Meryl Kern | CEOs You Should Know

 

In the latest episode of CEOs You Should Know, Jane Wells interviews Meryl Kern, the CEO of Liftique, a company Kern describes as a "brand-new triangular offering for women to look, live and feel their best life."

Started in 2017, Liftique grew quickly, thanks to the wide variety of services and offerings for women using the latest technology for minimally invasive proceedures for the face, the body and "below the belt." But the story of Liftique goes far beyond the cutting-edge technology and techniques.

Kern says she's always seen herself as an entrepreneur CEO, especially when she found herself needing to "reinvent herself." After a series of jobs, Kern started her first boutique agency that eventually brought her back to Los Angeles.
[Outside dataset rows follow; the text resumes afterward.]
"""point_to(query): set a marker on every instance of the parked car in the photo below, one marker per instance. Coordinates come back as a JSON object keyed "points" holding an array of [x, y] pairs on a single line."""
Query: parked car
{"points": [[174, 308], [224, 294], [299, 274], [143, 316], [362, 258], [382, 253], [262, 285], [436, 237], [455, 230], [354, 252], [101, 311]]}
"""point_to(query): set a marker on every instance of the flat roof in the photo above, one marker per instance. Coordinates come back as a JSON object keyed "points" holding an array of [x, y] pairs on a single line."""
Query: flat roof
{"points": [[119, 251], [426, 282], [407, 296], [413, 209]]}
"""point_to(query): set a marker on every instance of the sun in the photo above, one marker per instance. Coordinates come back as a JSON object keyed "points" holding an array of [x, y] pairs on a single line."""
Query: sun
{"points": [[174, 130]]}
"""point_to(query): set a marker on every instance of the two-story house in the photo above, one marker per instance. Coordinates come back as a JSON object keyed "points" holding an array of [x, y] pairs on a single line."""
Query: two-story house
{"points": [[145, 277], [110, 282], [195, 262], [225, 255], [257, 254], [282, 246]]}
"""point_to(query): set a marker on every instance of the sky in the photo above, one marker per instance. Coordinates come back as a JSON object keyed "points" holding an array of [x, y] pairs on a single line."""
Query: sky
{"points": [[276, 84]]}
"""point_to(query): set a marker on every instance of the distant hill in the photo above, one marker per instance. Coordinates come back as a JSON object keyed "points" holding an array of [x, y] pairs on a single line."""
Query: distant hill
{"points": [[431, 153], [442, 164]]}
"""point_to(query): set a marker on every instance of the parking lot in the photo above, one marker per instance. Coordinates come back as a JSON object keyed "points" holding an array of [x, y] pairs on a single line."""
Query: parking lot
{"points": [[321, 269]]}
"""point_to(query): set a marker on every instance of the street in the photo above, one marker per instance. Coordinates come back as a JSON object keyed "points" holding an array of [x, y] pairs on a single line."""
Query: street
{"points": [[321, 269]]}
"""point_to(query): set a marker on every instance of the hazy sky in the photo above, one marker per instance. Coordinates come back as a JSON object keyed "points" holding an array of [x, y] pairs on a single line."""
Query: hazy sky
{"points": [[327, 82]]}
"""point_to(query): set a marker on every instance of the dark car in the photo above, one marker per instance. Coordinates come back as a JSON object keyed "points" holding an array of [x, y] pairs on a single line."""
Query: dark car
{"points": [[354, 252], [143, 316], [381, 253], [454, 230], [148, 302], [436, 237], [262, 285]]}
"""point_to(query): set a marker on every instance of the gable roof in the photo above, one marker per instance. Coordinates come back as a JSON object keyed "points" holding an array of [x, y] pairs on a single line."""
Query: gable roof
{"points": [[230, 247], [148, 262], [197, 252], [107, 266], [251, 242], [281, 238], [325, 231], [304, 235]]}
"I just always had that in me, that drive," Kern says.

But, her path wasn't easy. In 2015, Kern says she was dealt a "huge basket of lemons" after she was diagnosed with Stage 3 Breast Cancer. The cancer meant she had to have a double mastectomy,14 rounds of chemotherapy and 36 rounds of radiation. Recovery wasn't easy either.

That's when Kern started the Meryl Kern Survivorship Program within Cedars and Tower Oncology to help women post-recovery and understand their new normal.

"It allowed me to realize I needed to reach a broader audience," Kern said. "I needed to help more women."

"I looked in the mirror and I didn't like what I saw," she says. "And I knew I didn't want to have another surgery."

Kern started Liftique in 2017 and Kern says things really began to take off for her company after she started her foundation. When she held a "Blush Panel" that would explain Liftique's procedures for women with vaginal health issues, she knew she was onto something.

"We had over 150 women show up," Kern said. "Because I made sure this was a place where women could come and talk frankly and not feel guilty or ashamed."

Kern's compassion and commitment to her company has never waned, and her enthusiasm for helping others quickly becomes clear. When asked what she might tell a woman who is currently going through cancer treatment, Kern becomes emotional.

"You're going to get through it," she says. "You're going to get through it. And you may cry, and you may struggle, and you may be angry, but you'll get through it. And you can do it with dignity, and with some humor, and it will empower you. Allow yourself to find your purpose and why you are going through what you are going through. Because it will push you along. And all that struggle and fear will g ive you the strength to do more. It will give you a broader look at your life.

"But you will get through it," she repeats through tears. "You will get through it."